West’s research has found that the exact opposite happens for companies: they grow sublinearly. As the turnover per employee decreases, the profit per employee decreases and the research and development (R&D) spend per employee decreases with growth in the number of employees. Moreover, this is with a much larger variance in outcomes than in relation to cities and without consistent percentages. It is certainly not too far to say that the revenue per employee, for example, decreases by 10% when the number of employees doubles.

These scale disadvantages arise because as the size of the business increases, more maintenance costs are required within the network to connect employees. More rules, more communication channels (e.g. meetings) and more top-down control makes the organisation’s running costs higher. More layers of management lead to more principal-agent problems: management has other objectives for themselves than acting in the pure interest of the company. The job itself and promotion opportunities then become more important than reinvigorating the company. The bureaucracy that arises from different management layers breeds a pressure to maintain profit through cost reduction, with less room for precious creativity, innovation and adaptability.

So many companies end up being over-specialised and very sensitive to small changes in the business environment. There is nothing wrong with specialisation, but the combination of optimisation and efficiency with increasing size and costs of keeping the company together results in increasing fragility. A change in the business environment can result in that company being left behind and ending up at the corporate cemetery. A few examples of companies who have suffered this fate include Polaroid and Blockbuster.

Management often attempts to compensate for disadvantages of scale with higher growth objectives. Often this is imposed. This results in, for example, hasty acquisitions, but also losing the focus on the purpose of the company. One only has to look at Volkswagen, the largest car manufacturer in the world, which had to commit (technical) fraud in a desperate attempt to meet their growth expectations.

Avoid risk at all costs

Finally, large companies are often risk averse when it comes to new technology because they are afraid of the failure that trying something new could bring. Settling for small short-term profit that cost saving creates is easier than suffering short-term loss thanks to investing in future-proofing the business. This is how Dyson could beat Hoover – the older, bigger Hoover was too scared of the new technology.

In practice this means that, in order to secure their long-term survival, businesses must react and adjust faster. Innovation comes from diversity in thinking, R&D and decisiveness. It is critical for every company to check whether R&D spend and innovation are in slow decline.

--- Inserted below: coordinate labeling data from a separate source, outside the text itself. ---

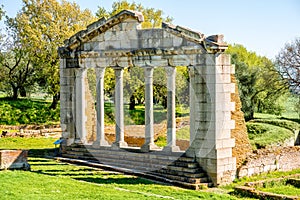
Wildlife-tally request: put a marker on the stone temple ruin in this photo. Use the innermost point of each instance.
(120, 42)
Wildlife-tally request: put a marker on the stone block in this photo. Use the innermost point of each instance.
(223, 69)
(223, 133)
(224, 153)
(223, 59)
(167, 43)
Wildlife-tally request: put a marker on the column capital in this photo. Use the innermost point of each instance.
(170, 71)
(100, 71)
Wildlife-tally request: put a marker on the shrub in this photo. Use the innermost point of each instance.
(262, 135)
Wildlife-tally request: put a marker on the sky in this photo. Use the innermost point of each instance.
(262, 26)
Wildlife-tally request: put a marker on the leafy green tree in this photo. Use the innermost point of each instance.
(153, 18)
(260, 85)
(43, 26)
(288, 61)
(17, 72)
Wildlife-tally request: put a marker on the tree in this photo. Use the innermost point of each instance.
(15, 65)
(288, 64)
(43, 26)
(153, 18)
(260, 85)
(17, 71)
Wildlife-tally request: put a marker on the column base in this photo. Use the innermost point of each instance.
(79, 141)
(171, 148)
(149, 147)
(118, 145)
(101, 143)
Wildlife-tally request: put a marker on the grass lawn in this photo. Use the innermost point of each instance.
(281, 189)
(50, 179)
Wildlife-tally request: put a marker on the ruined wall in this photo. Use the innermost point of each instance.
(242, 144)
(265, 160)
(90, 113)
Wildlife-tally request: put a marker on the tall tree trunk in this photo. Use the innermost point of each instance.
(55, 99)
(15, 92)
(132, 102)
(23, 92)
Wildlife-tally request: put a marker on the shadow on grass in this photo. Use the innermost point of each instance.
(76, 172)
(124, 180)
(291, 119)
(42, 153)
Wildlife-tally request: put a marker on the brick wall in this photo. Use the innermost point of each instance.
(266, 160)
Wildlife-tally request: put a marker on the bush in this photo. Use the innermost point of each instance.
(291, 125)
(262, 135)
(26, 111)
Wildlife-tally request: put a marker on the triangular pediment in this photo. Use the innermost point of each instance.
(123, 31)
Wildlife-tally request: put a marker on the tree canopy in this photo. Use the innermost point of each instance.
(43, 26)
(260, 85)
(288, 64)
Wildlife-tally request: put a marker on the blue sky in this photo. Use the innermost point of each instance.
(263, 26)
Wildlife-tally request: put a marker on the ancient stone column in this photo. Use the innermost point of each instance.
(80, 106)
(192, 103)
(100, 107)
(149, 119)
(171, 118)
(119, 110)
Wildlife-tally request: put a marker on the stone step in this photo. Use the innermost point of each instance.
(185, 164)
(183, 169)
(157, 177)
(183, 179)
(183, 174)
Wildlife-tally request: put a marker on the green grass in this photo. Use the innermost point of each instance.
(281, 188)
(183, 133)
(49, 179)
(260, 177)
(26, 143)
(262, 135)
(27, 111)
(137, 116)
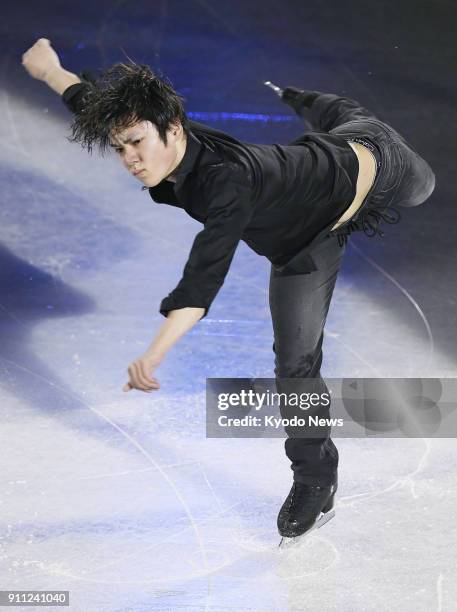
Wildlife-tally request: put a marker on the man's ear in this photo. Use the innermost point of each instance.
(176, 128)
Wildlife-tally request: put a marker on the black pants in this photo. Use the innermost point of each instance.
(299, 303)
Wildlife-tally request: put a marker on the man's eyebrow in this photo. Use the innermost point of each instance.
(127, 141)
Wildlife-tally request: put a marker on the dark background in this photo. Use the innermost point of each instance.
(396, 57)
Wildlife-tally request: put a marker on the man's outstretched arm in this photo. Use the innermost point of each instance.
(42, 63)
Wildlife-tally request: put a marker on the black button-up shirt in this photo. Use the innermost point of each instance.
(280, 200)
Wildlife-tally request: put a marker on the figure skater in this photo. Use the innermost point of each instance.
(296, 205)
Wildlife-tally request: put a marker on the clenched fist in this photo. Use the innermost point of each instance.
(41, 59)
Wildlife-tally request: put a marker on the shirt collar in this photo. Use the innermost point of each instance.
(186, 165)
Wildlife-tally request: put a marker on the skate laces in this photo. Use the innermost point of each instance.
(300, 494)
(370, 219)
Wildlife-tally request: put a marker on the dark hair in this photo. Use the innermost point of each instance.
(121, 96)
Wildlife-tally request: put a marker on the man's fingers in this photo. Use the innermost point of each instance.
(138, 380)
(145, 375)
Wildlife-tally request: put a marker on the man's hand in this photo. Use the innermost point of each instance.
(140, 374)
(41, 59)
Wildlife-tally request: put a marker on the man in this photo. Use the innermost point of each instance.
(294, 204)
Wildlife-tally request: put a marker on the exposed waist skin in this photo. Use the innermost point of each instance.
(365, 179)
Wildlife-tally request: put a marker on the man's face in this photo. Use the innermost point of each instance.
(145, 155)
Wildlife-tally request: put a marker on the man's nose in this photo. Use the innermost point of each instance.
(131, 156)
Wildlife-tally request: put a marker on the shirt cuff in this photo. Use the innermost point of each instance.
(170, 303)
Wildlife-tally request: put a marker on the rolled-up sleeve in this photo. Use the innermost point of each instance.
(228, 213)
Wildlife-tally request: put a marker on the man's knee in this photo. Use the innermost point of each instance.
(299, 365)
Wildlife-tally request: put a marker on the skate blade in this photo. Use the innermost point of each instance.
(274, 87)
(324, 518)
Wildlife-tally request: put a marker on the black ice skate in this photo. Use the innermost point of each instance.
(307, 507)
(298, 99)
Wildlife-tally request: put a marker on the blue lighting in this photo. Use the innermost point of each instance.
(251, 117)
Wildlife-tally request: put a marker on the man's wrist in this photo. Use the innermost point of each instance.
(59, 79)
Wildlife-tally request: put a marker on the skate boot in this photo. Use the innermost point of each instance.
(307, 507)
(298, 99)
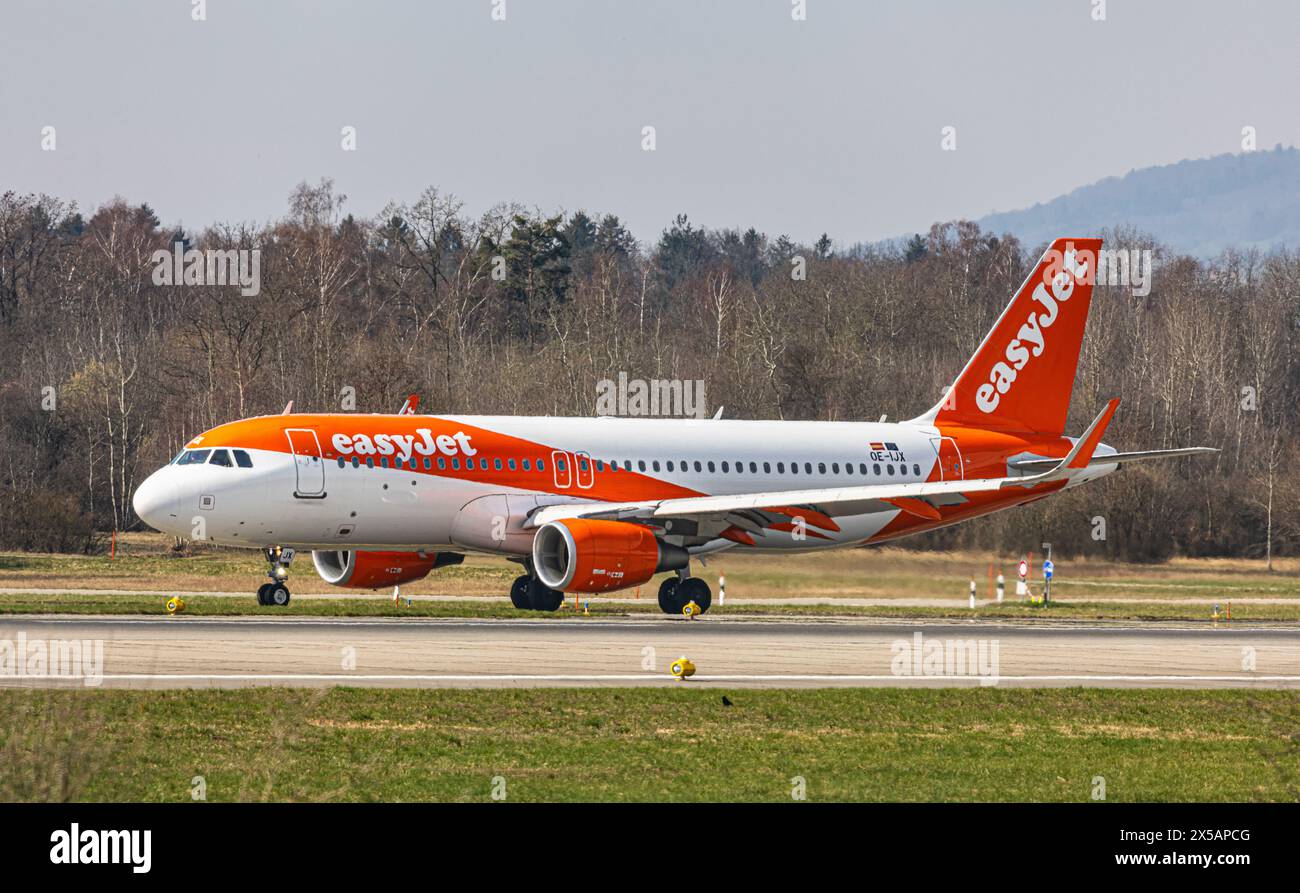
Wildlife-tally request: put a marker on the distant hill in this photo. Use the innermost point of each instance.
(1195, 207)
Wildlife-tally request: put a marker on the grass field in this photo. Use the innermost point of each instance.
(650, 745)
(1090, 589)
(38, 602)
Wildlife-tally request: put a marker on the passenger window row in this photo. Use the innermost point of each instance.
(752, 467)
(415, 464)
(888, 469)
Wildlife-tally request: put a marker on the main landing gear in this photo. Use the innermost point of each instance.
(276, 593)
(676, 593)
(528, 594)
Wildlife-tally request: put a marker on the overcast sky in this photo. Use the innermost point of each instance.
(832, 124)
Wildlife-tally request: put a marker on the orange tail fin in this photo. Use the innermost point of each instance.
(1022, 375)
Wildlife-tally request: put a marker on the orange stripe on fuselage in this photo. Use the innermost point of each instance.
(984, 454)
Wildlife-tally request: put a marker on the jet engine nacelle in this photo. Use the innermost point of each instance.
(580, 555)
(367, 569)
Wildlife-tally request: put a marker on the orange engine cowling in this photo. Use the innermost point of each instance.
(579, 555)
(377, 569)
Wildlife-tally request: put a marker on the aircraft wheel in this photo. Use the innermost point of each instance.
(668, 599)
(544, 598)
(693, 589)
(519, 595)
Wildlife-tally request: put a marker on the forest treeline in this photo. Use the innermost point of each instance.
(104, 373)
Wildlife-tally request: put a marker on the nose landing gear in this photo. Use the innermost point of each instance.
(276, 593)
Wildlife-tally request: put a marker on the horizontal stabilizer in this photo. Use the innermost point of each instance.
(1114, 458)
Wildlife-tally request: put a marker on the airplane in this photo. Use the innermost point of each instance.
(606, 503)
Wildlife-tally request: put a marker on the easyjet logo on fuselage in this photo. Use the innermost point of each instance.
(1062, 273)
(404, 445)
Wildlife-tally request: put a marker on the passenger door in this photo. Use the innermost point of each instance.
(308, 467)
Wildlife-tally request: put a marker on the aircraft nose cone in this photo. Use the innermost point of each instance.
(155, 501)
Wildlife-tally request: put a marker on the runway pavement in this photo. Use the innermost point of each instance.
(797, 601)
(181, 651)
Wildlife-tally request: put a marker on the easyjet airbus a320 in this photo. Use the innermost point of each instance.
(598, 504)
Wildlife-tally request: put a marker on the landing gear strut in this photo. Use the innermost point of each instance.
(528, 593)
(675, 593)
(276, 593)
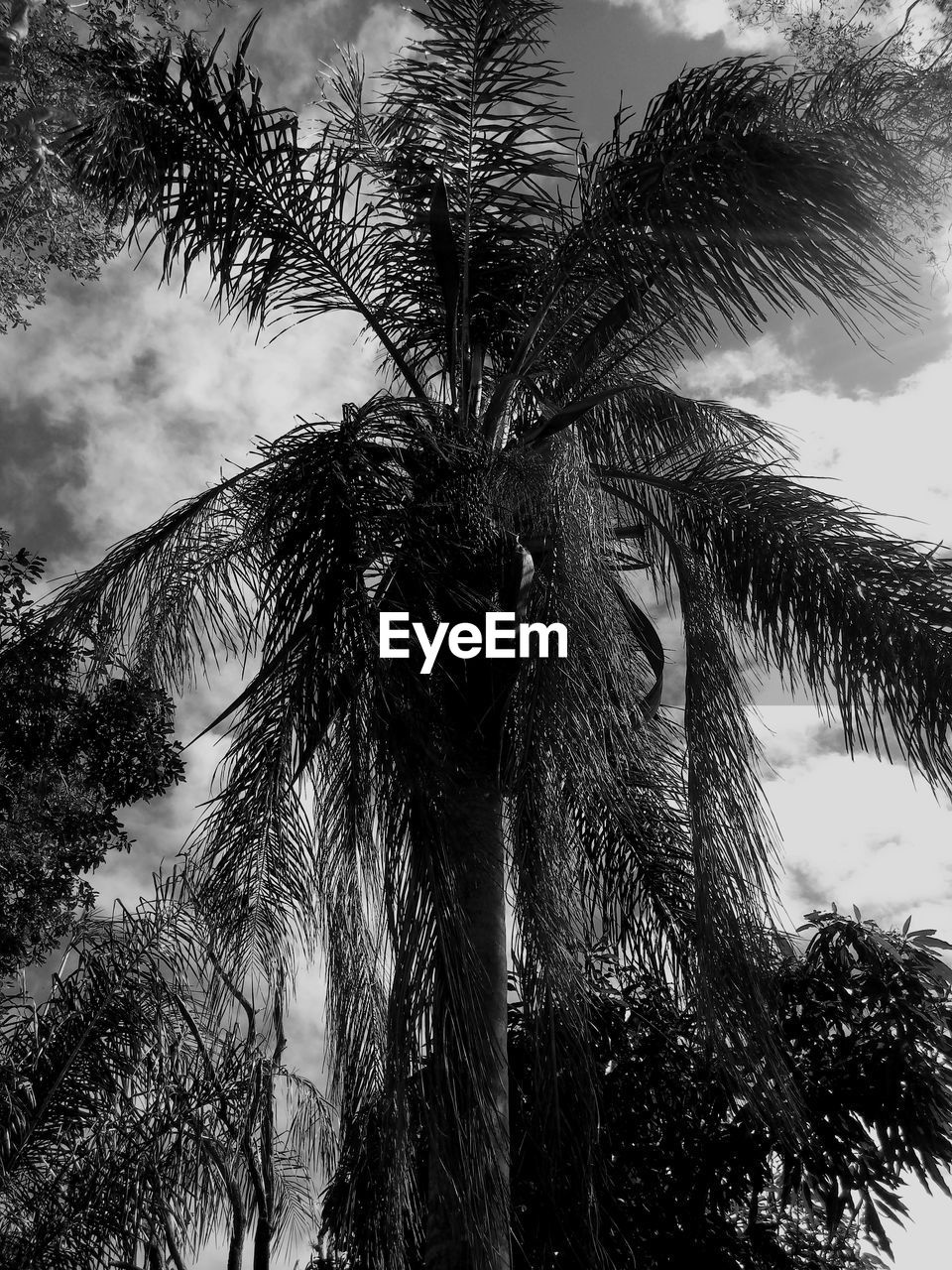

Innovation and small-scale business experiments should be an objective in the key performance indicators (KPIs) of any company. It is also good to analyse whether your own business units can operate autonomously or if they are part of a larger whole, which introduces the disadvantages of scale. A great example of this is W.L. Gore, producer of Gore-Tex, that fosters great autonomy from local groups with few management layers and few top-down checks. Using West’s terminology, the maintenance costs remained low for this large company. The result is very high employee satisfaction and a lot of innovation for a long period of time.

Unfortunately, all of these principles are radically contradicting the global trend to consolidate. It is a trend that is supported by supervisors who are increasingly steering companies towards merging in order to create scale. Big is strong. Except in the reality that Geoffrey West exposes so beautifully.